The refugees that have recently arrived in Europe are young and have an above-average level of education in their home country. The majority of refugees would prefer to be employed rather than dependent on benefits. Despite this, they often find it difficult to get a job. Educated refugees face other obstacles too: for instance, their educational certificates are usually not recognised in their country of arrival. This situation also makes it difficult for young people to continue their education. In Switzerland, accepted refugees wait a long time for the chance to make an active contribution to their host country. It's not their willingness to participate that is in question, therefore, but the ability of the system to enable them to do so.
A solution to the migration debate will not present itself to us on a silver platter, and it’s clear that the topic of migration and refugees will not resolve itself any time soon. That’s why it’s crucial for states to find a way of dealing with this reality and coming up with positive solutions. Terre des hommes’ focus is on the special support that should be provided to the ever-increasing number of – frequently unaccompanied – children and adolescents to facilitate integration. Unaccompanied minors must be accepted with appropriate measures and have a right to education and training. Particular attention should be given to psychological and mental health problems, and access to psychological support should be provided to enable these young people to overcome traumatic experiences. Such measures improve the prospects of these young people, who will be included in our growing economy in future.

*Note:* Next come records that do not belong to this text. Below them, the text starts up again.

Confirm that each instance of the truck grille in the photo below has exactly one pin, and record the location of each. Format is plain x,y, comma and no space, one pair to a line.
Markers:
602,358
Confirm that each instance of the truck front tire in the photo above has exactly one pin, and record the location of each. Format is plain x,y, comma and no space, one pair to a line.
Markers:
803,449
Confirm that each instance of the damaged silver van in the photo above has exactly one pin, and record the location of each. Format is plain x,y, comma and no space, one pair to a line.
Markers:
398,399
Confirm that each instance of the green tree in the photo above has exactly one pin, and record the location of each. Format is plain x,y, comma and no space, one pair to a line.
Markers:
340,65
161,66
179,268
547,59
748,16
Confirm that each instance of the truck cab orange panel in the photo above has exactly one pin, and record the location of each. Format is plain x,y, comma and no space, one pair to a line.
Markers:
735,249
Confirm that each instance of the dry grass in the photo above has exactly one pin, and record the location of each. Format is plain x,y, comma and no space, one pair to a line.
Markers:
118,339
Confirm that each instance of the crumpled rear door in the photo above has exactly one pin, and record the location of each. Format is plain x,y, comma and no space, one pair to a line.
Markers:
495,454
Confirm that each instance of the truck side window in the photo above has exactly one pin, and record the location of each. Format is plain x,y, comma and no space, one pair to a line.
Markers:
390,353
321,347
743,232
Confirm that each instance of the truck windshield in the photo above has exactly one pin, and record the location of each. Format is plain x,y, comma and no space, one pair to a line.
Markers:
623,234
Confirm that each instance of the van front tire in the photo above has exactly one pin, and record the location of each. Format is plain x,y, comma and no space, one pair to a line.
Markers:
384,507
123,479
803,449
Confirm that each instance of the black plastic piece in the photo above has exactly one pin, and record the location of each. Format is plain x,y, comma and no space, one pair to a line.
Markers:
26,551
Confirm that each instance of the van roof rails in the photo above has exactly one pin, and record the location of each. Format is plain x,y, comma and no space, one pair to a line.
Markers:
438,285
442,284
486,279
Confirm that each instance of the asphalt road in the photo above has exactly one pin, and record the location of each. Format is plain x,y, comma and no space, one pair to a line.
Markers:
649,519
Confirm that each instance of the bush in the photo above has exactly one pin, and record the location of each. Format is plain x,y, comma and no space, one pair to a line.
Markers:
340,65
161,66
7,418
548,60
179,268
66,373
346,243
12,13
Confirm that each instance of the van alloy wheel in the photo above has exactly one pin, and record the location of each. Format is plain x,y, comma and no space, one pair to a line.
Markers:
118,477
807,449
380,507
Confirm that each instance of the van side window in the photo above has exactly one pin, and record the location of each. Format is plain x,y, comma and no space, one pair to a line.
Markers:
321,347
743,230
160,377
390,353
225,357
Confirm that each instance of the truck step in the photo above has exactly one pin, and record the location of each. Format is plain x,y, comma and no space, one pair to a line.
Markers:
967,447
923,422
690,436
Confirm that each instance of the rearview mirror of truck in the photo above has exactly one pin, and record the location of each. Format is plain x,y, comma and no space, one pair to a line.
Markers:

On the whole, migration can be a success if the host society is prepared to view refugees as a benefit rather than a burden. As Alexander Betts, Director of the Refugee Studies Centre at the University of Oxford explains: “There’s nothing inevitable about refugees being a cost. They’re human beings with skills, talents, aspirations – with the ability to make contributions – if we let them.” Fundamentally, if rights to work and education are guaranteed and accepted refugees are allowed to play a constructive role in society, immigration can be turned into an advantage.